Radiokindheit

In der Küche meiner Mutter stand auf dem Kühlschrank in den 1960er Jahren ein Loewe Opta Röhrenradio.
Als Kind dachte ich, alle Musik, die da raustönt, zum Beispiel „Ein Loch ist im Eimer“, würde von kleinen Menschen, die in diesem leuchtenden Holzkasten ein kasperletheaterhaftiges Zirkusleben leben, gespielt. Die Tasten „Bass“, „Jazz“ oder „Solo“ veränderten den Klang hörbar, wurden aber leider durch das ständige Zigarettenrauchen meines  Vaters vom von der Verwandtschaft geschätzten „Sieht so wertvoll aus, erinnert an Elfenbein“ ins gelbliche Nikotinfarbene lackiert.
Später, im Gymnasium hatte ich einen Kumpel, dessen Mutter, die bei „Schaub Lorenz“ arbeitete, ihm eine Umhängetasche nähte, die mit den Fäden, die für die mechanischen Senderwahldrehreglerknöpfe vorgesehen waren, vernäht waren.

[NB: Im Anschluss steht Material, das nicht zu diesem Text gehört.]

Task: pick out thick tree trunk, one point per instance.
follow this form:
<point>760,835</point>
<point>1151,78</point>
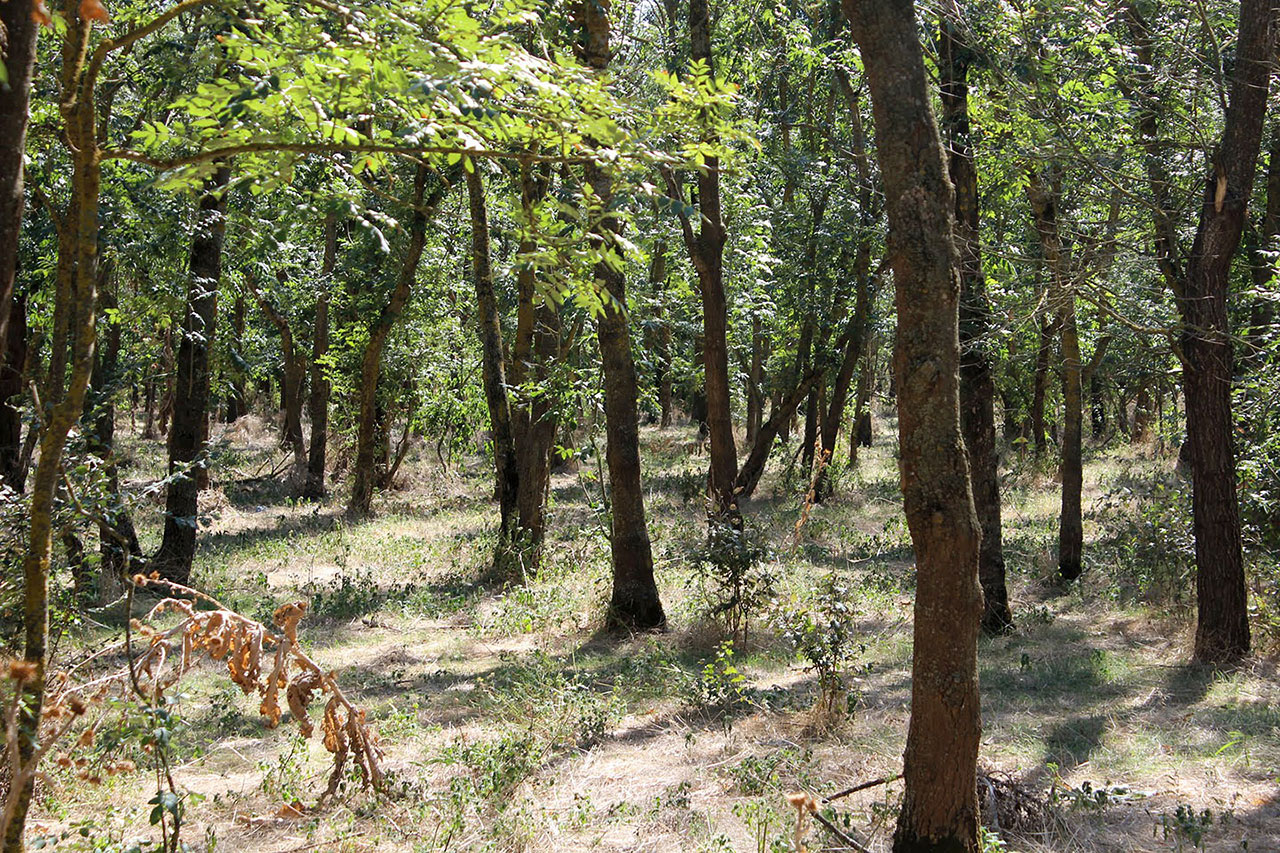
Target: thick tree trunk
<point>977,387</point>
<point>494,372</point>
<point>368,442</point>
<point>318,404</point>
<point>634,602</point>
<point>940,806</point>
<point>13,473</point>
<point>538,346</point>
<point>1070,541</point>
<point>18,51</point>
<point>188,432</point>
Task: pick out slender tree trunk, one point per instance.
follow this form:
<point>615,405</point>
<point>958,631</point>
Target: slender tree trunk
<point>318,405</point>
<point>755,382</point>
<point>634,602</point>
<point>74,310</point>
<point>977,387</point>
<point>236,406</point>
<point>494,373</point>
<point>291,384</point>
<point>12,470</point>
<point>538,347</point>
<point>1048,327</point>
<point>940,806</point>
<point>118,539</point>
<point>188,432</point>
<point>1070,541</point>
<point>18,50</point>
<point>1223,624</point>
<point>371,361</point>
<point>780,415</point>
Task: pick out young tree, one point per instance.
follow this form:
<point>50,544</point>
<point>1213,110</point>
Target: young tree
<point>634,602</point>
<point>940,806</point>
<point>1200,282</point>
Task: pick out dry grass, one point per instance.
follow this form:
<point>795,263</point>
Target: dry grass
<point>511,725</point>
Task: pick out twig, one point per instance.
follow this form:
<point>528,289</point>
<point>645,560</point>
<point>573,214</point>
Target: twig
<point>873,783</point>
<point>839,833</point>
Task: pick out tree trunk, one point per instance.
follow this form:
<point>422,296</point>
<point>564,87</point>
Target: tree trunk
<point>12,470</point>
<point>538,346</point>
<point>74,310</point>
<point>977,387</point>
<point>18,28</point>
<point>318,405</point>
<point>1048,327</point>
<point>940,804</point>
<point>780,415</point>
<point>494,373</point>
<point>634,602</point>
<point>1070,541</point>
<point>1223,624</point>
<point>755,382</point>
<point>118,539</point>
<point>371,361</point>
<point>188,432</point>
<point>291,384</point>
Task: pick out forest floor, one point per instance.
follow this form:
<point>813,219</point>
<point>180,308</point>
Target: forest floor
<point>510,723</point>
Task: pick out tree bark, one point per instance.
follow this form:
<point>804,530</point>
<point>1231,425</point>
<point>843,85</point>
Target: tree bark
<point>977,387</point>
<point>190,427</point>
<point>940,806</point>
<point>1223,624</point>
<point>494,373</point>
<point>371,361</point>
<point>534,422</point>
<point>318,404</point>
<point>634,603</point>
<point>291,383</point>
<point>74,310</point>
<point>12,470</point>
<point>1201,283</point>
<point>18,41</point>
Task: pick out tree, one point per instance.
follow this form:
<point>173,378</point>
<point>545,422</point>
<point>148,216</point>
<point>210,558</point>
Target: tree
<point>1201,281</point>
<point>188,433</point>
<point>940,806</point>
<point>634,602</point>
<point>977,386</point>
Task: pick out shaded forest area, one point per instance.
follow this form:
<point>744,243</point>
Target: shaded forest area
<point>670,425</point>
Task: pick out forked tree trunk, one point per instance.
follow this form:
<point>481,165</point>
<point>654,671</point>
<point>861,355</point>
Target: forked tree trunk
<point>1070,537</point>
<point>12,470</point>
<point>368,441</point>
<point>634,603</point>
<point>940,804</point>
<point>977,387</point>
<point>190,425</point>
<point>1223,616</point>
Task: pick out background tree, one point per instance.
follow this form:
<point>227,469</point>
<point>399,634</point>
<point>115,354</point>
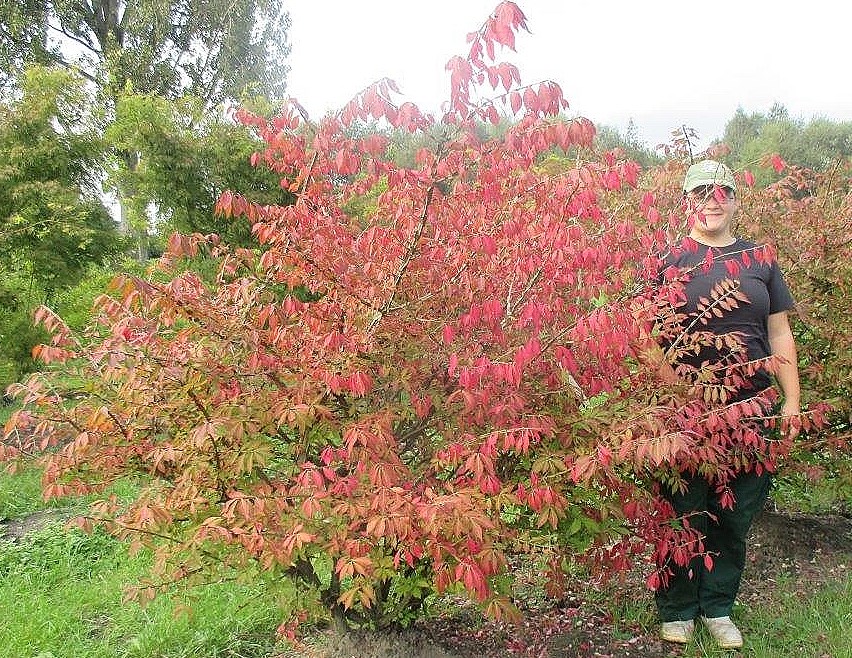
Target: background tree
<point>53,224</point>
<point>213,50</point>
<point>475,374</point>
<point>191,156</point>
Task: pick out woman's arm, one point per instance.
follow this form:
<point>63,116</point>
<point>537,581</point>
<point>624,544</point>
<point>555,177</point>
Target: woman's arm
<point>782,344</point>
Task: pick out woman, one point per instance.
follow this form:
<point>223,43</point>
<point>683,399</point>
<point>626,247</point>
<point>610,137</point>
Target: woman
<point>762,326</point>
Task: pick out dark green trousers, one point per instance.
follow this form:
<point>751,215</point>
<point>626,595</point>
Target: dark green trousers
<point>694,590</point>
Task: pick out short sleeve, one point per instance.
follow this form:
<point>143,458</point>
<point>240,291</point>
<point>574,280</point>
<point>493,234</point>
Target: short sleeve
<point>780,297</point>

(So was kann gar nicht kaputt gehen, ähnlich eines immer spitzen Bleistiftes, den ein Schreinermeister 30 Jahre durchgehend benutzt.)

Das wichtigste Geschenk zu meiner Kommunion war ein Kassettenrekorder mir Kabelmikrofon, mit dem konnte ich so tun als ob. Ich klebte das Mikro mit einem Pflaster auf den Lautsprecher des Röhrenradios und bat meine Familie um Ruhe bei der Aufnahme.
Einmal musste ich den Mitschnitt unterbrechen, weil unser Zwergkaninchen ein Stromkabel anknabberte, einen Stromschlag erhielt und dadurch einen halben Meter durch die Luft katapultiert wurde.
Das war natürlich zu laut fürs Wohnzimmer-Studio und verpatzte mir die Aufnahme. Schade, das neue Stück von den Rubettes hätte ich gerne auf Kassette gehabt. Zum Trost zeigte mir mein Vater auf dem Globus wo England ist. Oder hat er sich doch nur ne Zigarette angesteckt? Bin mir da nicht mehr so sicher.